Zuckerbot, l’effigie digitale pour une entreprise qui ne sait plus parler à ses employés

Si t’as toujours rêvé de discuter stratégie avec un patron qui te regarde dans le vide en te parlant de la métaverse, tes prières sont exaucées. Meta, la boîte qui a déjà du mal à faire fonctionner ses IA pour générer des images qui n’ont pas trois bras, se lance dans un nouveau projet : Zuckerbot. Un clone IA de Mark Zuckerberg, entraîné sur ses tics, sa voix et ses déclarations publiques, pour que les employés puissent lui poser des questions sans déranger le vrai. Parce que rien ne dit « on vous écoute » comme un chatbot qui répète les mêmes phrases corporate en boucle.

Le Financial Times et The Guardian rapportent la nouvelle ce matin. Meta entraînerait cette effigie digitale sur l’image, la voix, les manières et même les « pensées » de Zuck – enfin, les pensées qu’il daigne partager en public, parce que le reste, on en sait rien. L’idée, paraît-il, c’est d’aider les presque 79 000 salariés à se sentir « connectés » au boss. Connectés à quoi, exactement ? À un algorithme qui recrache les mêmes banalités que le dernier all-hands meeting ? Bravo, l’innovation.

Faisons le point. Meta, c’est la boîte qui a passé l’année 2025 à licencier en masse tout en promettant une « année d’efficacité ». C’est celle dont les modèles open source sont tellement verrouillés qu’ils ressemblent plus à des clubs privés qu’à de la vraie open science. Et maintenant, plutôt que de régler ses problèmes de communication interne – tu sais, ces trucs basiques comme répondre aux mails ou organiser des réunions où le patron est présent –, elle préfère déléguer le boulot à une IA. Parce que clairement, ce qui manquait à cette entreprise, c’était encore plus de déshumanisation.

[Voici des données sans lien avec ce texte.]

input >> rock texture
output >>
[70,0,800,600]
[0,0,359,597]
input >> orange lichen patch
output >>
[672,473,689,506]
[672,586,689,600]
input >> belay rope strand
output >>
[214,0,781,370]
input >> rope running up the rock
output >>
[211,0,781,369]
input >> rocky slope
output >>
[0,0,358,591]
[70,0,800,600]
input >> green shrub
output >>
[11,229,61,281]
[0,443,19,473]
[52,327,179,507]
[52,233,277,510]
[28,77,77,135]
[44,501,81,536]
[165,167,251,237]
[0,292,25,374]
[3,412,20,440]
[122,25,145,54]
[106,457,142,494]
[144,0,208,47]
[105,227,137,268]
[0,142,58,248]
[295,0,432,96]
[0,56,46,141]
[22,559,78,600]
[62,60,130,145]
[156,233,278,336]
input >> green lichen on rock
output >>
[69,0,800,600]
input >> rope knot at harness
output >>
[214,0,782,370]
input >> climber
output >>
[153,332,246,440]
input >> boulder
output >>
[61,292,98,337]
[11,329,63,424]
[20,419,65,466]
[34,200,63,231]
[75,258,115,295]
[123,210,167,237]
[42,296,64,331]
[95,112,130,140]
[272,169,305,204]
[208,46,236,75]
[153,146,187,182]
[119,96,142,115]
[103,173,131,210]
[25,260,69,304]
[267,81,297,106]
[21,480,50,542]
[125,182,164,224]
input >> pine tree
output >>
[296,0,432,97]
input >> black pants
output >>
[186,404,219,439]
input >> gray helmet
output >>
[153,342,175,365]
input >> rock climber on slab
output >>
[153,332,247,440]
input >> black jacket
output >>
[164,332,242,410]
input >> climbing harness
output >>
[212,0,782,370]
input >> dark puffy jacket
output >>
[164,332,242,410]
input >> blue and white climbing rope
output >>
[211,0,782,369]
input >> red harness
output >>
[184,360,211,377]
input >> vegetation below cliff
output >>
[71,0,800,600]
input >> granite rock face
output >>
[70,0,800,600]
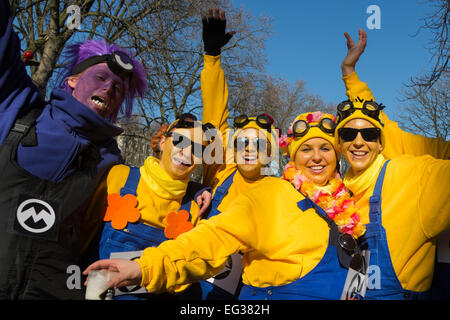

Le pire, c’est que ça va probablement marcher. Dans six mois, on aura des articles LinkedIn sur « comment Zuckerbot a révolutionné ma productivité », écrits par des middle managers désespérés de justifier leur poste. Pendant ce temps, le vrai Zuckerberg continuera de tweeter sur le futur de la réalité augmentée depuis son bunker hawaiien, à des années-lumière des préoccupations de ses équipes. La boucle est bouclée : plus besoin de parler aux gens quand tu peux leur envoyer ton double numérique. C’est l’ultime fuite en avant du management à distance.

Et bien sûr, il y a la question technique. Meta, qui a déjà du mal à faire en sorte que ses IA ne génèrent pas de contenus racistes ou sexistes, va maintenant entraîner un clone sur les déclarations publiques de son CEO. Tu imagines le résultat ? « Bonjour, je suis Mark. La métaverse est l’avenir. Voici un graphique sur l’engagement. Next question. » Une parodie de dialogue qui ne réglera aucun des vrais problèmes – la pression, la culture du silence, les décisions opaques – mais fera joli dans le prochain rapport ESG. Parce que, soyons honnêtes, ce projet n’a rien à voir avec les employés. C’est du safety-washing pour cadres supérieurs : on crée l’illusion de l’accessibilité pour éviter d’avoir à changer quoi que ce soit.

Alors oui, Zuckerbot arrive. Et comme d’habitude chez Meta, l’emballage est soigné – « innovation », « connection », « efficacité » – mais le fond pue. À quand un clone IA pour répondre aux plaintes des modérateurs sous-payés ? Ou une version numérique de Sheryl Sandberg pour gérer les procès pour discrimination ? L’IA comme pansement sur une jambe de bois, c’est devenu la spécialité de la maison. Reste à voir si les employés se laisseront berner par ce pantin algorithmique, ou s’ils préféreront encore taper à la porte du vrai patron. Ils taperont dans le vide, comme d’habitude.


Sources croisées :

  • Financial Times (13 avril 2026) : rapport initial sur l’entraînement de l’avatar IA.
  • The Guardian (13 avril 2026) : détails sur l’objectif de « connection » avec les employés.
  • Hacker News AI (14 avril 2026) : discussion émergente sur le projet surnommé « Zuckerbot ».

Note : Ces informations sont basées sur des rapports médiatiques ; Meta n’a pas encore officiellement confirmé le projet. Comme d’habitude, on verra bien si ça sort des labos ou si c’est encore du vaporware bien marketé.